Some Readings about AGI Itself
In 2014 I wrote a nontechnical overview book on my own approach to AGI (also surveying a lot of other material), called The AGI Revolution
Way back in 2005 or so,Cassio Pennachin and I edited a book on Artificial General Intelligence, which initially put the term out there to the world
Pei Wang and I edited a book on the Theoretical Foundations of Artificial General Intelligence
Marcus Hutter’s book Universal AI is pretty mathematical but it’s also a work of art and has a great deal of conceptual value. Shane Legg’s book Machine Superintelligence is along similar lines and shorter and easier to read.
Eric Baum's book What Is Thought? reviews a variety of interesting issues related to AGI -- including the intersection of AI and economics, which is critical to the SingularityNET project among other things...
Erik Mueller's book Commonsense Reasoning presents a logic-based approach to AGI in some depth, drawing directly on the ideas of AI pioneer John McCarthy
Pei Wang's book Rigid Flexibility outlines Pei's unique view on AGI and the underlying logical and control mechanisms
The proceedings volumes of the Artificial General Intelligence conference series contain a host of papers related to AGI, and the conference websites contain links to free PDFs of the papers
The AGI Journal contains papers relevant to AGI, primarily at this point of a theoretical nature.
My former colleague Moshe Looks' PhD thesis is excellent and explains how to combine evolutionary learning and probabilistic modeling.

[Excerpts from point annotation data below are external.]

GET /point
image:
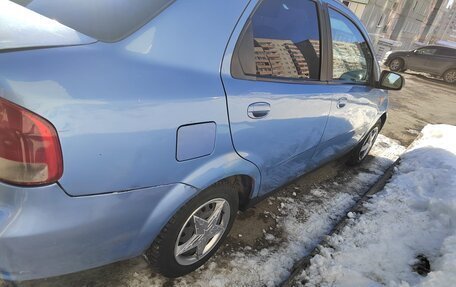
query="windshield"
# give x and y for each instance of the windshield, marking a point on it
(105, 20)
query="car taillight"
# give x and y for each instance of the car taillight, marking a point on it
(30, 152)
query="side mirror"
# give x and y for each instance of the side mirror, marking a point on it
(391, 81)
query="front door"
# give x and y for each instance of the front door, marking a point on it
(278, 108)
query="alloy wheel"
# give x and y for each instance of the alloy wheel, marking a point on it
(202, 230)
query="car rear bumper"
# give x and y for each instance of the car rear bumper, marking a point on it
(44, 232)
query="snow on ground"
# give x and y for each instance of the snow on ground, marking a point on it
(414, 215)
(305, 221)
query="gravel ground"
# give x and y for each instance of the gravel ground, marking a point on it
(423, 100)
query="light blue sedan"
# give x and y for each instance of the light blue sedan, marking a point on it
(143, 126)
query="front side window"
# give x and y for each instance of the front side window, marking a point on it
(281, 40)
(352, 58)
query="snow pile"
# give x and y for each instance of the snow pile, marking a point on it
(414, 215)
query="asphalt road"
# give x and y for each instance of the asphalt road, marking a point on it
(423, 100)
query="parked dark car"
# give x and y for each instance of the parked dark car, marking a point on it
(436, 60)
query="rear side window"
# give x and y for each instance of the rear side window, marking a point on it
(281, 40)
(352, 58)
(105, 20)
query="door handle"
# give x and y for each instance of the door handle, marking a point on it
(258, 110)
(341, 103)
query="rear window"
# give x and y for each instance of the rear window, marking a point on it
(105, 20)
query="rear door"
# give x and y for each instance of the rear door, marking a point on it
(441, 60)
(355, 99)
(278, 105)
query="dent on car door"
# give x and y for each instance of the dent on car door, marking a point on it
(355, 101)
(278, 108)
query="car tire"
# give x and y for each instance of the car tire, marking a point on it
(450, 76)
(396, 65)
(172, 254)
(360, 152)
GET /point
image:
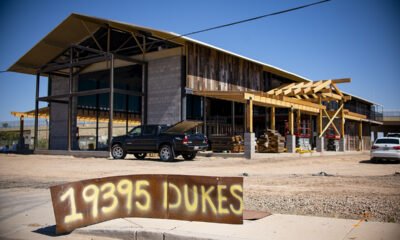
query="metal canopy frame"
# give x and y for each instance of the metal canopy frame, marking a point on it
(75, 59)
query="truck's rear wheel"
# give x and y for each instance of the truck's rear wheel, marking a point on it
(189, 156)
(166, 153)
(118, 152)
(140, 155)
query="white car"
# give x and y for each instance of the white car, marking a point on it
(387, 148)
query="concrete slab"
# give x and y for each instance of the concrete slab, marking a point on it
(375, 230)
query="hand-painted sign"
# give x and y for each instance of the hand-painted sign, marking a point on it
(193, 198)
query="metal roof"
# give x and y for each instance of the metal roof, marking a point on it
(72, 31)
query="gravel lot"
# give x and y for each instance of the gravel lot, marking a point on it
(277, 185)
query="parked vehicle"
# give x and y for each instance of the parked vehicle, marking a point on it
(393, 135)
(387, 148)
(168, 142)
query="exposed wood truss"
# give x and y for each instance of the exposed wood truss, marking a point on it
(311, 91)
(261, 99)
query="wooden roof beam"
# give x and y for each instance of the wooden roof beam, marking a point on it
(321, 86)
(332, 95)
(341, 80)
(337, 89)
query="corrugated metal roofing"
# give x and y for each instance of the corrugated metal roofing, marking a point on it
(72, 31)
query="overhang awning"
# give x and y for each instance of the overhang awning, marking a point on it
(76, 28)
(87, 115)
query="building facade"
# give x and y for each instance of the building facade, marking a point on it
(109, 72)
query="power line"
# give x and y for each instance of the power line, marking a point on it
(243, 21)
(254, 18)
(236, 23)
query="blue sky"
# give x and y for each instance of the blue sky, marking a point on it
(341, 38)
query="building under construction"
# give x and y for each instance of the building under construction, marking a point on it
(111, 73)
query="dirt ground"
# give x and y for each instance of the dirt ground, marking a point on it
(278, 185)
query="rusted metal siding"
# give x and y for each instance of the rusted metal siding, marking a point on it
(212, 70)
(192, 198)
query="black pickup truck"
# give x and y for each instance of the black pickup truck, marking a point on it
(168, 142)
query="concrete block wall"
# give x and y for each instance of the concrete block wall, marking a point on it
(164, 90)
(58, 122)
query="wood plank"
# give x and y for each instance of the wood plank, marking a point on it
(342, 80)
(337, 89)
(321, 86)
(303, 102)
(272, 118)
(332, 96)
(333, 118)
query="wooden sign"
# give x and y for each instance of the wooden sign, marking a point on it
(192, 198)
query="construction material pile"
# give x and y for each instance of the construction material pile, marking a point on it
(234, 144)
(271, 142)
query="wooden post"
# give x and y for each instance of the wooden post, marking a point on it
(320, 119)
(233, 118)
(298, 121)
(36, 138)
(111, 103)
(291, 122)
(249, 116)
(272, 120)
(342, 132)
(360, 135)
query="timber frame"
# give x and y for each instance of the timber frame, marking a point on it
(307, 97)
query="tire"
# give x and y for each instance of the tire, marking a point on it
(166, 153)
(140, 156)
(118, 152)
(189, 155)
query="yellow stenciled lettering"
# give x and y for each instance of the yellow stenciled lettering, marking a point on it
(178, 196)
(191, 207)
(74, 216)
(234, 189)
(221, 200)
(141, 192)
(125, 187)
(109, 193)
(205, 198)
(165, 202)
(91, 195)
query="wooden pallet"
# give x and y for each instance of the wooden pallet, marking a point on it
(271, 142)
(227, 143)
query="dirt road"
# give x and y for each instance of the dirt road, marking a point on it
(287, 185)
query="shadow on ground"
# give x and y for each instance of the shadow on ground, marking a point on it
(380, 161)
(49, 231)
(150, 160)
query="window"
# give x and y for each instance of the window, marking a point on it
(150, 130)
(137, 131)
(387, 141)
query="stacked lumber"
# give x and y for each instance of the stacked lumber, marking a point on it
(227, 143)
(271, 142)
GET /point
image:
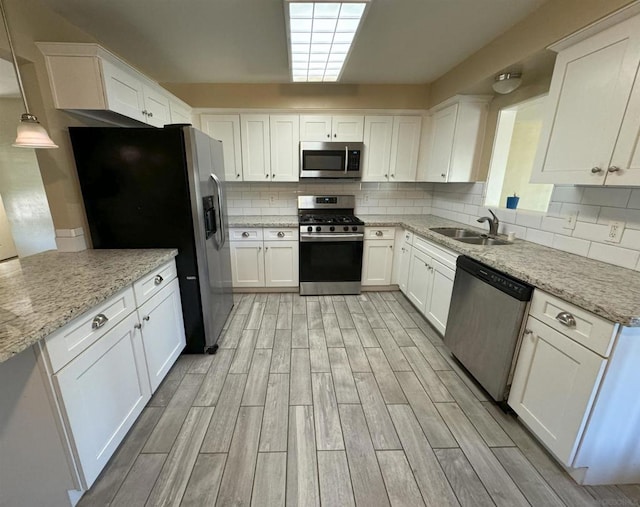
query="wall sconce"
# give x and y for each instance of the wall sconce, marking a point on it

This book summarizes work on SOAR, perhaps the most thorough and successful of the "Good Old Fashiond AI Systems" (and which is still under development, incorporating a number of modern features): The Soar Cognitive Architecture
SOAR-related but in some ways more conceptually advanced, there is more recent work by a closely overlapping community on the Common Model of Cognition
And then of course there’s our tome on OpenCog: Engineering General Intelligence, Volume 1 and Volume 2 … some concepts in which are updated in the recent General Theory of General Iintelligence paper, and some practical engineering notions of which are updated in the OpenCog Hyperon design.
Future of AGI
My own visions here are covered in my book "AGI Revolution" mentioned above, and in a few other books such as
Between Ape and Artilect, a collection of dialogues with other AGI researchers and advanced technologists and scientists on the radical future
A book I edited with my dad, The End of the Beginning,
Kurzweil's Singularity is Near remains a classic ... as does Feinberg's 1969 book on the same themes, The Prometheus Project (fascinating to see how a brilliant physicist thought about superhuman AI, nanotech and superlongevity back in the 1960s...)
Max Tegmark's Life 3.0 is engagingly written and wide ranging. He is much more worried than I am about potential negative futures related to AI; but of all the "worried about AI" folks in vogue today, I find his take the most compelling.